Thursday, November 03, 2011

With New Center, New York Aims for Genomics Leadership

Today, 11 of the city’s academic medical centers, along with New York City and two industry partners, Roche and Illumina, announced the formation of the New York Genome Center. Backed by a sturdy $100 million in committed financing from sponsors, with goals of raising another $25 million and employing 550 people within five years, it has ambitious plans. Beginning in February 2012, it will be offering revenue-generating sequencing and CLIA-based laboratory services, as well as opportunities for inter-institution collaboration, and training programs in bioinformatics and other cutting-edge biotech disciplines. Down the road, it seems intent on getting involved in other kinds of activities that pave the way for faster public acceptance of genomics technologies.

Those involved read like a who’s who list of New York’s scientific and biotech worlds: Welsh, Carson, Anderson & Stowe, Columbia University, and top officials of Cold Spring Harbor Laboratory, Cornell Medical College, The Jackson Laboratory, Memorial-Sloan Kettering Cancer Center, Mount Sinai, NYU School of Medicine, The Rockefeller University, North Shore – LIJ Health System, Venrock, Stony Brook University, and The Simons Foundation. And then of course, there’s the pharma partner, Roche, with more pharma companies hopefully to follow, says Nancy Kelley, the attorney who co-founded the center and is its executive director.

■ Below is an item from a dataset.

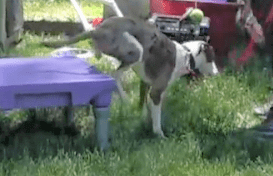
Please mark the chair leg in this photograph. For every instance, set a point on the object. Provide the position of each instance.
(68, 113)
(102, 127)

The idea for a collaboration germinated from talks beginning in August 2010 between Kelley and Tom Maniatis, one of the world's top molecular biologists and entrepreneurs. The process came together relatively quickly, says Kelley, who, perhaps not coincidentally, is a Bostonian like Maniatis. Kelley is moving to New York and Maniatis recently became chairman of the department of biochemistry and molecular biophysics at Columbia University. In part, the timing was right, as local scientific and health care leaders realized that they were falling behind other regions as centers of innovation. “We are poised on a revolution in genomic medicine and New York has the strongest science in the world, but it is almost weakest in grant and sequencing activities,” she says. “These institutions are at risk of ceding leadership in a huge industry.”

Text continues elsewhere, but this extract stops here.